A well written, well presented and witty US website on football is neither a contradiction in terms nor something dedicated to fat men in pads and helmets, Ian Plenderleith avers in this month’s review

There has rarely been an online fanzine as densely but superbly presented as The Glo­bal Game, the monthly brainchild of Georgia-based American journalist John Turnbull. Available in browser or Adobe Acro­bat format, the four-page journal combines excellent wri­ting and anecdotal wit to present new angles on the game, and thoroughly re­searched links to places you would never otherwise find.

Issue six (issue seven, a Women’s World Cup special, was due out mid-August) covers the distractions of playing youth football while Zeppelins hover overhead, a revealing story from a writer on the Atlanta Journal-Constitution about his struggle to have the word “football” properly used in a US paper (“No, you mean NFL. That’s not football. Please, that’s something else. That’s a travesty.”) and an analysis of the tension between the wo­men’s and men’s game with reference to phil­osopher Hannah Arendt and The Journal of Nordic Women’s Studies.

The site’s main page features “Updated Me­dia Gleanings”, an ongoing round-up of some of the more obscure stories around the world and where to find them. You might find, for example, a number of links on the Homeless World Cup in Graz, or Australian newspaper commentaries on the latest FIFA shenanigans regarding that el­usive Oceania World Cup qualifying spot.

From The Global Game you can link to Omni­Ball, claiming to be the world’s first interactive football encyclopaedia, with over 20,000 entries in English and Spanish ar­ranged according to players, clubs, coaches and stadiums, with a rather flat anecdotes section.

As a reference tool for the lazy it has a possibly huge future when it broadens its scope and elaborates on detail, but its database is still too sporadic, sparse and – in terms of its Devil’s Dictionary-like potential – prosaic to be of much use or entertainment value as yet. It’s a space worth watching, however, and if there are clubs, players or stadiums that are missing, you can make your own “definition”.

For background on stadiums, say, you’d be bet­ter served by Eurostadiums, yet another titil­lating compendium of stands, stats and floodlights of all dimensions that may cause you to quit your job and become a trans-European groundhopper (regular WSC rea­ders with a sideline in psychology will have long since sussed that my frequent asides against serial stadium travellers are merely a mask for my own thwarted desires to spend my entire life watching crap football in obscure places).
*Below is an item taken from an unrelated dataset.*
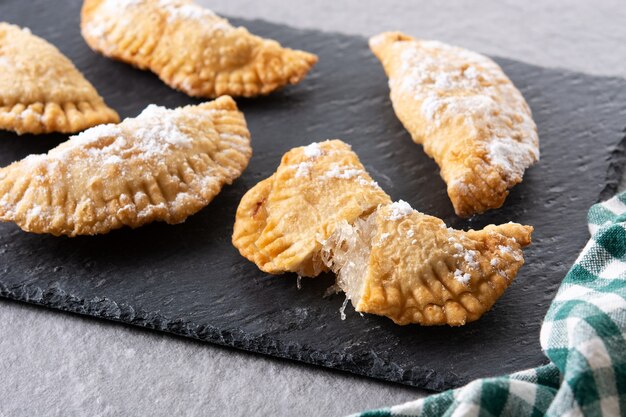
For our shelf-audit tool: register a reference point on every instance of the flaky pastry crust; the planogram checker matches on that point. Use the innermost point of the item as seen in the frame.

Look at the chestnut trees dwarfing the fans of Plauen in Germany. Marvel at the see-though green dug­outs at Gradski Stadium, home to the Bulgarian side Litex Lovich. Ask whether it’s coincidence that everyone at Odessa Chernomeret’s Black Sea Steamship Stadium in Ukraine seems to be wearing black. Click on Finland and ponder the mys­tery of two adjacent stands at Tampere United apparently facing in different directions, or gasp at the rainbows over Rovaniemi. Go on, you know you want to.

Finally this month, It’s Up For Grabs Now is a site aiming to reawaken ITV’s interest in its regional football archive by chronicling the history of football on the independent regional channels from the early 1960s, when Anglia TV bought the rights for 30 league games for £1,000, through to the 1980s, when regionalised coverage gradually receded. Site founder John Bourn also intends it to be used both for reference and nostalgia purposes, and it represents a notable expansion of a piece he wrote for WSC last year (see issue 188).

Bourn recounts the quirks of commentators from a different era, such as STV’s Arthur Montford, who “would become famous for his turns of phrase (‘what a stramash!’), violently checked sports jackets and support for lowly Morton (‘Today’s big game was the Glasgow derby but we sent our cameras to Cappielow for Morton’s local derby with Dumbarton’).”

On a personal note, reading the section on Yorkshire TV brought back torrid memories of Martin Tyler’s debut in the 1970s when his somewhat camped-up approach (“Oooh I say, that was a hard shot,” or something similar) enraged the sexual sensibilities of my Dad. Only when he was replaced by the weedy tones of John Helm did we realise what we’d lost, and even he was usurped on the bad-jumpered ineptitude front by the stumbling Derek Dougan, painfully poor presenter of The Big Game in the early 1980s.

If you’re burning to find out where your Sunday afternoon televisual companions of yore are hanging out now (or are buried), this is the place to look.